Anna’s husband, Karenin, played by Jude Law, is a moralistic man, stiff, proper, but meticulously fair. He warns his wayward wife of the consequences of choosing sin and urges her to pray. He is hard to like as a husband but the kind of incorruptible civil servant one might even wish for. This is a serious role beyond Law’s pretty-boy past, for which he even shaves his locks into a receding hairline.

The foil to his sternness is Anna’s brother, Oblonsky, whose ebullience borders on wacky as he dance steps through his office, twirling out of one jacket into another while his stage-rouged employees stamp papers in rhythmic unison. Oblonsky’s near-manic smile is a definite change of demeanor for Matthew Macfadyen from his aloof Darcy, opposite Keira Knightley in Pride and Prejudice, and his tough competence as an MI5 officer in the spy series known to British audiences as Spooks, and as MI5 to stateside Netflix aficionados.

One of Anna Karenina’s most magical scenes is the elegant ball during which Count Vronsky first pursues Anna in a mesmerizing waltz, gliding with her between couples frozen in motion, then whirling her through time and space in a tempo that increases as the spark between them ignites into a consuming blaze.

What was the attraction?
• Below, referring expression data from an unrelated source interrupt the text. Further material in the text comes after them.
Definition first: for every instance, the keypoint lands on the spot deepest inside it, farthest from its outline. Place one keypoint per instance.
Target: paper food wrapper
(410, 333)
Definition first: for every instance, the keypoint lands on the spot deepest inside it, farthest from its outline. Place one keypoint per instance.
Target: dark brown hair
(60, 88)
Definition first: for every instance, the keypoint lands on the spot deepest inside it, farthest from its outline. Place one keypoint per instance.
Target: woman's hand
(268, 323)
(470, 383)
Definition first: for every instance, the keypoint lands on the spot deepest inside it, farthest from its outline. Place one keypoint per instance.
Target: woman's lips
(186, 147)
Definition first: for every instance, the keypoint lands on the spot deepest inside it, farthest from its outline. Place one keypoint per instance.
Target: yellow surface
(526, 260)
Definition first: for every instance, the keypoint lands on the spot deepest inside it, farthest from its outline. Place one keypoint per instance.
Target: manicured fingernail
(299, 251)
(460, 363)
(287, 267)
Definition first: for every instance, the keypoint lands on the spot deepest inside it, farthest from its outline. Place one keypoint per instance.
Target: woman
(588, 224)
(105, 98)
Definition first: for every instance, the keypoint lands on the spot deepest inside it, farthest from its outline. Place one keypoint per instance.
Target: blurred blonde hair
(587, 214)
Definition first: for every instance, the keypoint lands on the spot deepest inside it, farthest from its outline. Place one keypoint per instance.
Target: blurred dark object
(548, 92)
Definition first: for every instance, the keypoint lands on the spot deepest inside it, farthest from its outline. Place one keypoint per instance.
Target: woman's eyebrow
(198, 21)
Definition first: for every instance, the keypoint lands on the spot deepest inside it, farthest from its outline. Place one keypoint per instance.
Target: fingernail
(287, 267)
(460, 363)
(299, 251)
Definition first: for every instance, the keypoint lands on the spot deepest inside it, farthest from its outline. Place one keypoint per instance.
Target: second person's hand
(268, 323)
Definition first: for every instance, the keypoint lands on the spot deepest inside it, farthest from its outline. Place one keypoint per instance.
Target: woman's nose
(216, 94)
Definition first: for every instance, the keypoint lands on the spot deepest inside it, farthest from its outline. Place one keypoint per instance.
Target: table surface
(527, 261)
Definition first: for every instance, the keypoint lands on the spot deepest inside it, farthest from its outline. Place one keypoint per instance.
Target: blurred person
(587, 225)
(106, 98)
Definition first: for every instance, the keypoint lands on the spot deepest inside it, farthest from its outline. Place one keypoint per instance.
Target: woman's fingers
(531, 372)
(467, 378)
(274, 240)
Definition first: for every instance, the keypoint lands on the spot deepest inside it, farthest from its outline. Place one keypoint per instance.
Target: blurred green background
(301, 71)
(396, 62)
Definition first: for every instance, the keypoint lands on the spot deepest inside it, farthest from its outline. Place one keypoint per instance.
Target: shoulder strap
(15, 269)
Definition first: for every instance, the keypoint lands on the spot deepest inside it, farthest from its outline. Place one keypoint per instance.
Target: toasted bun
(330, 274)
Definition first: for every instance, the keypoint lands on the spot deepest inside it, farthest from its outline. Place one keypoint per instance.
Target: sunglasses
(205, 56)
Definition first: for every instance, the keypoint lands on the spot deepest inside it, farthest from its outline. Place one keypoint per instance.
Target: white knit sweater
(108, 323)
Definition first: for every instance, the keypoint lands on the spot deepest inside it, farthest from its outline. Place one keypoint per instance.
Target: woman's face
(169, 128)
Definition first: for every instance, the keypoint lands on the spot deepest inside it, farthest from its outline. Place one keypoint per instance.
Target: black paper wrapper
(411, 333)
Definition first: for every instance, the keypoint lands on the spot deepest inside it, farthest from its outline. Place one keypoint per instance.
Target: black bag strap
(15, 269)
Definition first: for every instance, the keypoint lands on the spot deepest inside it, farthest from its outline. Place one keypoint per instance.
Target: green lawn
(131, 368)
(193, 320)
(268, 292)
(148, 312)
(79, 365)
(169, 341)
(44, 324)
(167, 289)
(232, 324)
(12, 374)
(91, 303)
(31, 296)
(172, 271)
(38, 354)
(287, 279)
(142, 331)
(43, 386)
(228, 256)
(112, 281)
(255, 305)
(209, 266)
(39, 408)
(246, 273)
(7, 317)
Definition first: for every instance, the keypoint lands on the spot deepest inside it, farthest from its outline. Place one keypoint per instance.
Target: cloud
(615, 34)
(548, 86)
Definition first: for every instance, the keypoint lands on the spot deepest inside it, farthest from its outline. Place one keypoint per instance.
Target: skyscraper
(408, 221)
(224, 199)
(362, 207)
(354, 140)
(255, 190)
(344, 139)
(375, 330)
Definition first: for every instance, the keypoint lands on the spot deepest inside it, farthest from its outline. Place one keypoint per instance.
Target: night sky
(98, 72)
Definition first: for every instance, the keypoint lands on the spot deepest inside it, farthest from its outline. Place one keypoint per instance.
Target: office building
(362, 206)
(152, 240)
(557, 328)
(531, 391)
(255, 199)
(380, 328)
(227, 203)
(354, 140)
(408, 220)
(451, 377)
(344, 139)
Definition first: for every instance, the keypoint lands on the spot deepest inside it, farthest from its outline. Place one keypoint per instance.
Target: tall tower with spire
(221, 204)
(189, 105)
Why does a good woman who wants to be a dutiful wife and mother succumb to the charms of a white uniform and a wispy moustache? Admittedly Anna’s husband, 20 years her senior, is cold, albeit respected. When her libido explodes into a raging flame, it overwhelms Anna, burning relationships in all directions. The ensuing drama is the stuff of tragedy.

How will this film be understood by today’s young moviegoers? I am guessing that the morality of Leo Tolstoy borders on incomprehensible for many of them, since half of them grew up with divorced parents and nearly half of America’s births today take place outside marriage. It may be a stretch for young adults to fathom the gravity of societal disapproval for infidelity that provides the premise for this drama, let alone the moral issues from an eternal perspective.
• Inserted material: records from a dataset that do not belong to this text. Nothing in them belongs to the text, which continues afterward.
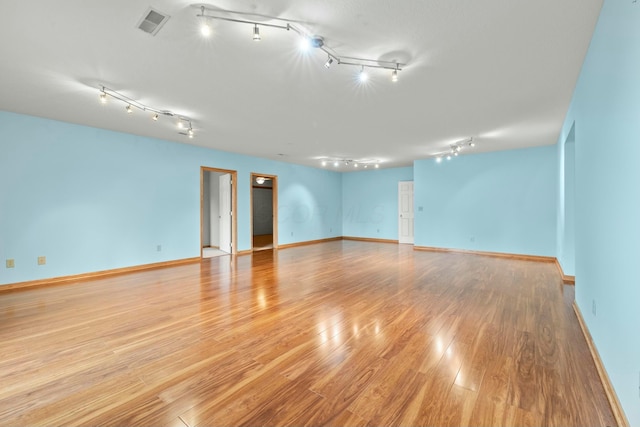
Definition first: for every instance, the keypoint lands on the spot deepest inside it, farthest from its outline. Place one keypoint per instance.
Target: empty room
(336, 213)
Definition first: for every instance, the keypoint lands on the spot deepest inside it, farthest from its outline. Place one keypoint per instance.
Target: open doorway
(218, 228)
(264, 211)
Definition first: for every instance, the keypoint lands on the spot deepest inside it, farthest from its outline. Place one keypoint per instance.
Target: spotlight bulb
(328, 63)
(205, 28)
(305, 44)
(363, 77)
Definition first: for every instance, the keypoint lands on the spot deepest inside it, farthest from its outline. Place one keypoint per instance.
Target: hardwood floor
(338, 333)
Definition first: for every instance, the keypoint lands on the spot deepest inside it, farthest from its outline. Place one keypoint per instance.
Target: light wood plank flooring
(338, 333)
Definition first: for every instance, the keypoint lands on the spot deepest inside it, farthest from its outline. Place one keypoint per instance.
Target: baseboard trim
(616, 408)
(369, 239)
(567, 280)
(537, 258)
(308, 242)
(76, 277)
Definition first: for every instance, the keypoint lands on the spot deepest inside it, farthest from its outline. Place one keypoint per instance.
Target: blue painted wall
(606, 112)
(90, 199)
(497, 202)
(370, 202)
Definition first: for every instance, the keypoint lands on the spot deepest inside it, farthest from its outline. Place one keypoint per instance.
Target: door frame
(234, 205)
(400, 217)
(274, 205)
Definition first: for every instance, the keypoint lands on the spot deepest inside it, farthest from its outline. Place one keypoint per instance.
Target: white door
(225, 212)
(405, 208)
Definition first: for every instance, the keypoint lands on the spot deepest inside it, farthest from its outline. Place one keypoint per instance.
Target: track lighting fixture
(329, 62)
(337, 162)
(307, 41)
(205, 25)
(184, 122)
(454, 149)
(362, 77)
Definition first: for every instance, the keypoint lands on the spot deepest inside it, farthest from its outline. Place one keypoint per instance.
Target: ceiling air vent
(152, 21)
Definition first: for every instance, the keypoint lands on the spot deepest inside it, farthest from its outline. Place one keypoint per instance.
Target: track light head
(329, 62)
(316, 41)
(363, 77)
(205, 24)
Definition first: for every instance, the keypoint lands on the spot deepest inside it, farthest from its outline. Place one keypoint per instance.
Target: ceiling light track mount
(361, 163)
(184, 123)
(454, 149)
(314, 41)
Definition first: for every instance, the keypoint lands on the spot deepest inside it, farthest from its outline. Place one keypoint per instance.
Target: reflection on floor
(262, 242)
(212, 252)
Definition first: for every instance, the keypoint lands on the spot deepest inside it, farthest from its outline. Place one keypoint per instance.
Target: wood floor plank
(336, 333)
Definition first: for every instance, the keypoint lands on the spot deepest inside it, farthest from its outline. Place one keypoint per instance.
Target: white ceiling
(501, 71)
The complexity of the relationships is incredibly difficult to portray adequately in such a short film. Some critics have slammed it for not delving deeply enough into character development. Admittedly, unpacking the conflicted motivation of Anna Karenina would have helped the story, justifying its end. Stylized filmmaking is an inventive way to lift the narrative into a non-literal, evocative art form, but it can’t replace storytelling. Some critics snipe that this is a “director’s film,” in which style outshines content.

All told, Anna Karenina offers a rich cinematic experience, praiseworthy in accomplishing the near-impossible compression of Tolstoy’s sprawling novel into a work of beauty. But does it do it justice? There’s a huge difference between Wright’s version of Pride and Prejudice, in which he also directed Keira Knightley and Matthew Macfayden, and the six-part BBC version our family has watched annually for more than a decade. Wright’s much shorter film does Jane Austen’s book justice, even for devoted Austen fans who miss the parts omitted. Those of us who love books are seldom satisfied with the film version, one notable exception being the 1981 British 11-part series on Evelyn Waugh’s Brideshead Revisited. This may be one of the few times a novel has been filmed not just adequately, but possibly even more evocatively than the book, but the palette of 11 parts is obviously so much broader. However, the disappointment of the 2008 film version was not due to its length. Anna Karenina is highly commendable as exquisite artistry. But to ward off attacks from purists, I blushingly admit I haven’t read the entire book yet.